2.1 Acute kidney injury ranges from minor loss of kidney function to complete kidney failure. In current practice, reduced kidney function is identified, and staged, by elevated serum creatinine levels or reduced urine output, or both. There are no direct treatments for most types of acute kidney injury. Care focuses on optimising haemodynamics and fluid status, avoiding nephrotoxic treatments, and identifying and resolving the underlying cause as quickly as possible. A goal of care is to prevent further kidney injury and stop acute kidney injury progressing; in particular, to prevent it progressing to a stage when renal replacement therapy is needed.
2.2 The NephroCheck and neutrophil gelatinase-associated lipocalin (NGAL) tests could potentially detect kidney injury earlier than current methods for monitoring kidney function: serum creatinine and urine output. Serum creatinine levels are slow to rise after kidney injury. Also, using intravenous fluids and diuretics can cause issues when detecting kidney injury by measuring urine output. Earlier identification of acute kidney injury could allow earlier adoption of measures such as care bundles (a group of interventions, or processes, which when implemented together can help to reduce the severity of acute kidney injury). These could prevent the condition progressing to more severe injury and reduce the risk of adverse outcomes for patients.
2.3 The NephroCheck test is indicated for use in people who are critically ill, but the NGAL tests potentially have a broader indication. At the scoping workshop and assessment subgroup meeting, clinical experts considered the most relevant population for this assessment. They considered the different types of care for people who are critically ill to determine who could benefit from use of the tests in the NHS. People who are admitted to NHS critical care should already have a range of interventions designed to prevent acute kidney injury because they are extremely unwell. Therefore, the potential for the tests to improve outcomes in this population is limited in the NHS because the results of the tests are unlikely to change management decisions. Clinical experts highlighted that the tests could be useful for people who are being considered for admission to critical care; that is, when a decision about admission has not been made and the test results could guide the use of preventive care for acute kidney injury. The decision question for this assessment therefore focuses on this population.

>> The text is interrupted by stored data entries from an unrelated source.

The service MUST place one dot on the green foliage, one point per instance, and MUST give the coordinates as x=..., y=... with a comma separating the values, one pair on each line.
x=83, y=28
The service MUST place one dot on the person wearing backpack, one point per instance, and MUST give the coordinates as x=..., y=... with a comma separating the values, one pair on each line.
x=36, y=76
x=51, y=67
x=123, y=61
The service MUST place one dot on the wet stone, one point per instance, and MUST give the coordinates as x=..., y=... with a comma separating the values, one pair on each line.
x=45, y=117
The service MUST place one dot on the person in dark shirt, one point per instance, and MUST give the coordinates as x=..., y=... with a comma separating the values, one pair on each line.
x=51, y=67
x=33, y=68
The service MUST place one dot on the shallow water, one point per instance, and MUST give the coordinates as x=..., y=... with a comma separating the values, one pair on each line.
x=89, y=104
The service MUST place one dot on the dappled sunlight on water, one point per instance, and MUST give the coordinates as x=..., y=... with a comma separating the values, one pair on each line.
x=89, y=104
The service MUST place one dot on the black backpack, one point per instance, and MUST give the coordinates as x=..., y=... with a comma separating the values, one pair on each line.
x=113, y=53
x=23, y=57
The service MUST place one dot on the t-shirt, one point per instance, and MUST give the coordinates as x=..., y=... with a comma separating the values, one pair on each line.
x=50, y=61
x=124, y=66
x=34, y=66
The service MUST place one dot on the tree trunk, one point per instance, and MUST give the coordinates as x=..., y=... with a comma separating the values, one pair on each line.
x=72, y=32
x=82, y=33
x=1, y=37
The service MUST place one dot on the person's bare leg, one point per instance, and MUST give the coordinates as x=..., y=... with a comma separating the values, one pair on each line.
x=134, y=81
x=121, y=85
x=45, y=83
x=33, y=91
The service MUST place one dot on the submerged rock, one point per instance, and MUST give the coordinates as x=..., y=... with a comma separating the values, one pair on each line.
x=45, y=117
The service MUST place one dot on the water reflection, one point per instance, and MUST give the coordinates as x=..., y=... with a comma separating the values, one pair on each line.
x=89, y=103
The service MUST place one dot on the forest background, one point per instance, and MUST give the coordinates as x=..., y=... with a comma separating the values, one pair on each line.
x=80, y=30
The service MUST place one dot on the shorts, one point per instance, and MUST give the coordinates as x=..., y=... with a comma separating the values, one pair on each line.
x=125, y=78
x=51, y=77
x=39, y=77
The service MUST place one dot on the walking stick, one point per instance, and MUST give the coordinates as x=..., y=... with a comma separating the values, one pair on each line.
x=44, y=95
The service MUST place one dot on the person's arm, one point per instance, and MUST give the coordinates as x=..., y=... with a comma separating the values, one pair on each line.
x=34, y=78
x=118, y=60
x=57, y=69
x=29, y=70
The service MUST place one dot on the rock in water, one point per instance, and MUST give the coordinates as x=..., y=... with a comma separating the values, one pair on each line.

2.4 The NephroCheck test (Astute Medical) measures the level of 2 biomarkers (tissue inhibitor of metalloproteinase 2 [TIMP‑2] and insulin-like growth factor binding protein 7 [IGFBP‑7]) in urine and uses the concentrations to help assess risk of moderate to severe acute kidney injury (defined as per the Kidney Disease Improving Global Outcomes [KDIGO] guidelines) in the subsequent 12 hours. The company states that the test result is intended to be used in conjunction with clinical evaluation as an aid in the risk assessment of acute kidney injury in the critically ill.
2.5 The concentrations of TIMP‑2 and IGFBP‑7 are used to calculate an AKIRisk score (the concentrations of each [nanograms/millilitre; ng/ml] are multiplied together and divided by 1,000). A score of over 0.3 indicates a higher risk of developing moderate to severe acute kidney injury within 12 hours of assessment. The test can be run on the Astute 140 meter, the VITROS 3600 immunodiagnostic system and the VITROS 5600 and VITROS 7600 integrated system clinical chemistry analysers. The company states that the test is marketed in the UK for people over 21 years.
2.6 The ARCHITECT and Alinity i Urine NGAL assays (Abbott) are chemiluminescent microparticle immunoassays for the quantitative determination of NGAL in human urine. The company states that for diagnostic purposes, the test results should be used in conjunction with clinical assessment and the results of any other testing that has been done.
2.7 The company has no set threshold for a positive result. The ARCHITECT and Alinity i Urine NGAL assays are run on different analysers but use the same reagents. The ARCHITECT assay is run on the ARCHITECT system (i1000SR, i2000, i2000SR, ci4100, ci8200 or ci16200). The test has no age restrictions on use.
2.8 The BioPorto NGAL test (BioPorto Diagnostics) is a particle-enhanced turbidimetric immunoassay for the quantitative determination of NGAL in human urine, ethylenediaminetetraacetic acid (EDTA) plasma and heparin plasma. The company states that this is not a standalone test and clinicians should interpret the significance of any raised NGAL level alongside a person's clinical features.
2.9 The company advises that the NGAL concentration in an isolated sample of urine or EDTA plasma should exceed 250 ng/ml to indicate the presence of renal disorder, including acute kidney injury. The assay can be run on various clinical chemistry analyser systems in a laboratory. The test has no age restriction on use.